NASAs Transiting Exoplanet Survey Satellite (TESS) presents us with an unprecedented volume of space-based photometric observations that must be analyzed in an efficient and unbiased manner. With at least $sim1,000,000$ new light curves generated every month from full frame images alone, automated planet candidate identification has become an attractive alternative to human vetting. Here we present a deep learning model capable of performing triage and vetting on TESS candidates. Our model is modified from an existing neural network designed to automatically classify Kepler candidates, and is the first neural network to be trained and tested on real TESS data.

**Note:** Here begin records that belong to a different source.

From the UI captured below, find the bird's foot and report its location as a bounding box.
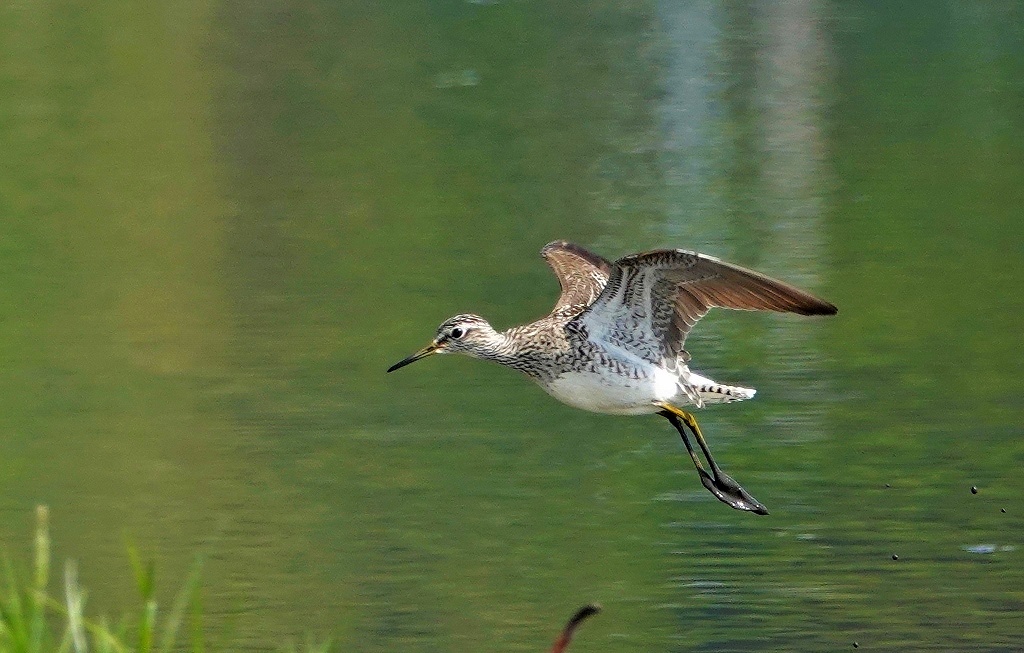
[697,470,768,515]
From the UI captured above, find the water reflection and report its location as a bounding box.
[0,0,1024,652]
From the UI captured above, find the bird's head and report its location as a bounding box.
[387,313,500,372]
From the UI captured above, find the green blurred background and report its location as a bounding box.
[0,0,1024,653]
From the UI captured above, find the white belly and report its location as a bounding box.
[545,369,679,415]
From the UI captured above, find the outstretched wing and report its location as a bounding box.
[568,250,837,364]
[541,241,611,313]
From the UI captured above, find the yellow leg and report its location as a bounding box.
[654,402,722,479]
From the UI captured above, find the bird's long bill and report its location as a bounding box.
[387,343,437,372]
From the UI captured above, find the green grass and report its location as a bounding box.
[0,506,329,653]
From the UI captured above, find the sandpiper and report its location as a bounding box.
[388,241,837,515]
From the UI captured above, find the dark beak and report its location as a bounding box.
[387,343,438,372]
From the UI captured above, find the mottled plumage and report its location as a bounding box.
[388,241,837,512]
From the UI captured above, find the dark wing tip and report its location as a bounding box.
[800,298,839,315]
[541,241,611,272]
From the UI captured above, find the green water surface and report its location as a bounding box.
[0,0,1024,653]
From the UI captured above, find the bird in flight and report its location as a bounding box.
[388,241,837,515]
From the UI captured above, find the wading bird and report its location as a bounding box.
[388,241,837,515]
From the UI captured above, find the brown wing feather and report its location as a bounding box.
[575,250,837,362]
[541,241,611,313]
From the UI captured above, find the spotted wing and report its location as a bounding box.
[541,241,611,315]
[567,250,837,363]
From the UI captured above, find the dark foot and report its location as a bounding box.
[697,470,768,515]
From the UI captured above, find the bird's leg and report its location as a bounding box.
[658,403,768,515]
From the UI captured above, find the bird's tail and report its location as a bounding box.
[690,377,757,404]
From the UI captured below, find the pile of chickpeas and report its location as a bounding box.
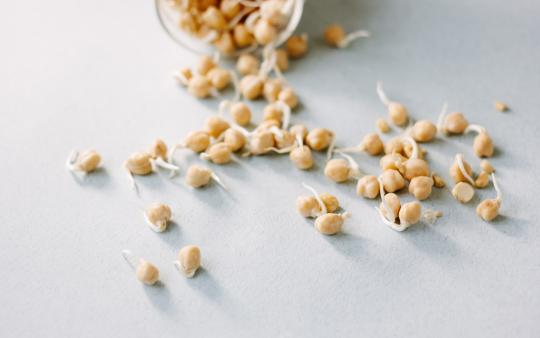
[66,17,508,285]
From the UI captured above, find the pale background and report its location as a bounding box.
[0,0,540,337]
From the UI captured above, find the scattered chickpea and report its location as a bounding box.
[204,115,230,138]
[376,118,390,134]
[452,182,474,203]
[144,203,172,232]
[409,176,433,201]
[240,74,264,100]
[236,54,260,76]
[285,34,308,59]
[411,120,437,142]
[356,175,380,199]
[66,150,101,173]
[174,245,201,278]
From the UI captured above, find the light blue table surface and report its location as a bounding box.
[0,0,540,337]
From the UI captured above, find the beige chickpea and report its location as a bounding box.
[253,19,278,45]
[229,102,251,126]
[204,115,230,138]
[376,118,390,134]
[452,182,474,203]
[473,132,494,157]
[195,55,217,75]
[201,6,227,30]
[319,192,339,212]
[324,158,351,183]
[148,139,167,160]
[404,158,429,181]
[285,34,308,59]
[188,74,212,99]
[175,245,201,278]
[201,142,232,164]
[324,24,346,47]
[289,145,313,170]
[474,171,489,188]
[480,160,495,174]
[184,131,213,153]
[240,75,264,100]
[411,120,437,142]
[185,165,212,188]
[68,150,101,173]
[135,259,159,285]
[278,87,298,109]
[145,202,172,232]
[296,196,321,218]
[356,175,380,199]
[399,201,422,226]
[233,23,255,48]
[125,153,152,176]
[381,169,405,192]
[223,128,247,152]
[263,78,283,103]
[236,54,260,76]
[315,213,345,235]
[276,48,289,72]
[306,128,334,151]
[443,112,469,134]
[206,67,231,90]
[409,176,433,201]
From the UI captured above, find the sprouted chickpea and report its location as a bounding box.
[324,24,369,48]
[174,245,201,278]
[465,124,494,157]
[377,82,409,127]
[476,173,502,222]
[66,150,101,174]
[285,34,308,59]
[450,154,474,186]
[452,182,474,203]
[200,142,232,164]
[409,176,433,201]
[122,250,159,285]
[324,153,361,183]
[185,164,228,190]
[335,133,384,156]
[376,118,390,134]
[144,202,172,232]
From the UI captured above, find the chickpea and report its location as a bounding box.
[204,115,230,138]
[315,213,348,235]
[306,128,334,151]
[381,169,405,192]
[376,118,390,134]
[443,112,469,134]
[285,34,308,59]
[263,79,282,102]
[412,120,437,142]
[240,75,264,100]
[278,87,298,109]
[452,182,474,203]
[409,176,433,201]
[233,23,255,48]
[450,154,474,184]
[175,245,201,278]
[356,175,380,199]
[201,142,232,164]
[253,19,278,45]
[144,203,172,232]
[236,54,260,76]
[66,150,101,173]
[223,128,247,152]
[188,74,212,99]
[206,67,231,90]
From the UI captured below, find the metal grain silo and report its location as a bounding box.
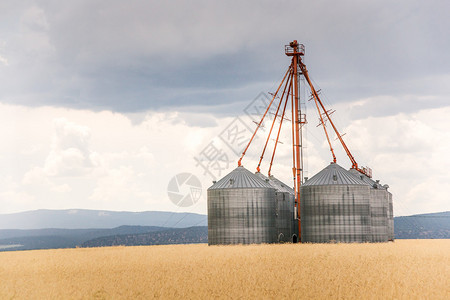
[349,169,394,242]
[208,167,278,245]
[300,163,372,243]
[256,172,298,243]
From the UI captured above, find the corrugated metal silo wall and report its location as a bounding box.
[276,192,295,242]
[300,185,372,243]
[370,188,392,242]
[208,188,278,245]
[386,191,394,241]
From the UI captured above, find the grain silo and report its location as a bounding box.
[208,40,393,245]
[350,169,394,242]
[256,172,298,243]
[300,163,372,243]
[208,167,278,245]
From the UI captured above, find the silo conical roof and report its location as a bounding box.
[209,166,273,190]
[255,172,295,195]
[303,163,370,186]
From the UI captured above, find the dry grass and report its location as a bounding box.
[0,240,450,299]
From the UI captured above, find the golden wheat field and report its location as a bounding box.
[0,240,450,299]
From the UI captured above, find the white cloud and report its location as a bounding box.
[0,99,450,215]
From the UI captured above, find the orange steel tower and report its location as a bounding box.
[284,40,306,238]
[238,40,372,242]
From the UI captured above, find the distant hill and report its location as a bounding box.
[81,226,208,247]
[0,209,207,229]
[0,226,168,251]
[394,211,450,239]
[0,210,450,251]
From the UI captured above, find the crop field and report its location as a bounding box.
[0,240,450,299]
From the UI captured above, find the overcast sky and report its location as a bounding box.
[0,0,450,215]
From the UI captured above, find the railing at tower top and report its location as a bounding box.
[284,44,305,56]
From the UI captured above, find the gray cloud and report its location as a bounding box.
[0,1,450,113]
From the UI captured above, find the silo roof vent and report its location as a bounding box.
[303,163,369,186]
[209,167,273,189]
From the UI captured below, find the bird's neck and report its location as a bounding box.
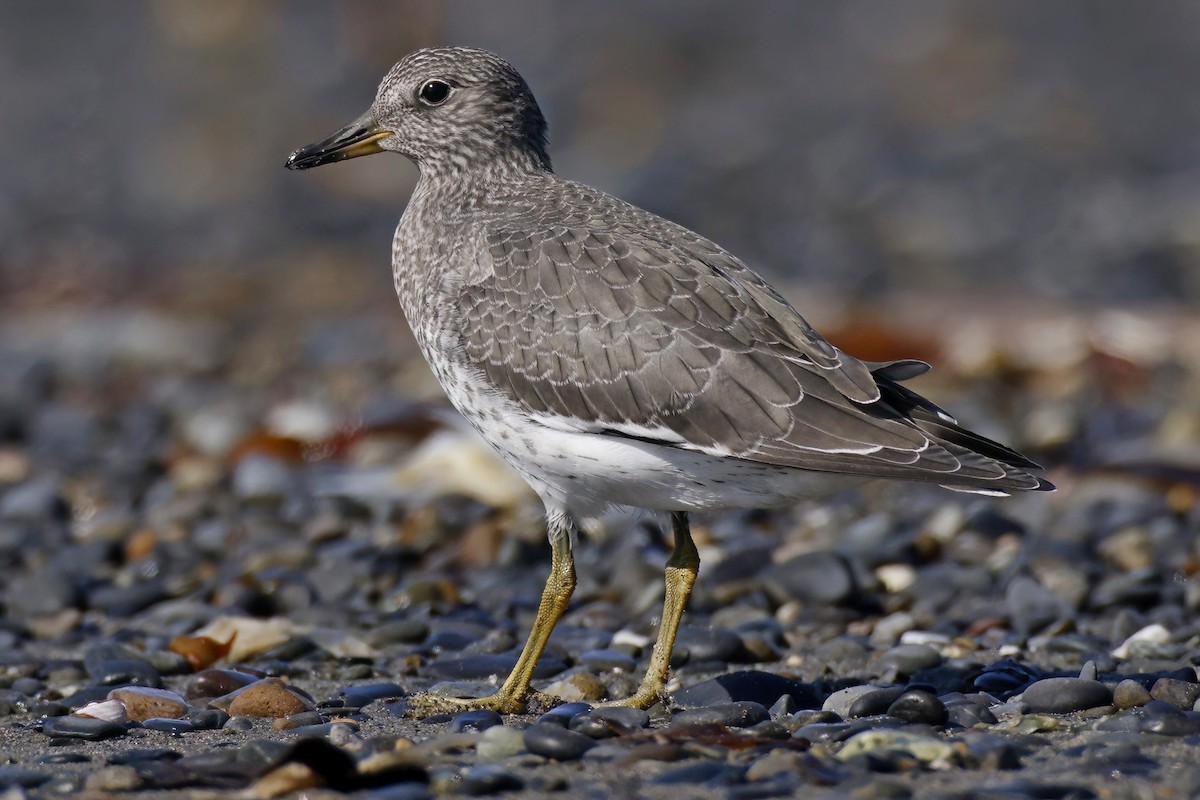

In triage mode, our model can distinguish transit-like signals (planet candidates and eclipsing binaries) from stellar variability and instrumental noise with an average precision (the weighted mean of precisions over all classification thresholds) of 97.0% and an accuracy of 97.4%. In vetting mode, the model is trained to identify only planet candidates with the help of newly added scientific domain knowledge, and achieves an average precision of 69.3% and an accuracy of 97.8%. We apply our model on new data from Sector 6, and present 288 new signals that received the highest scores in triage and vetting and were also identified as planet candidates by human vetters. We also provide a homogeneously classified set of TESS candidates suitable for future training.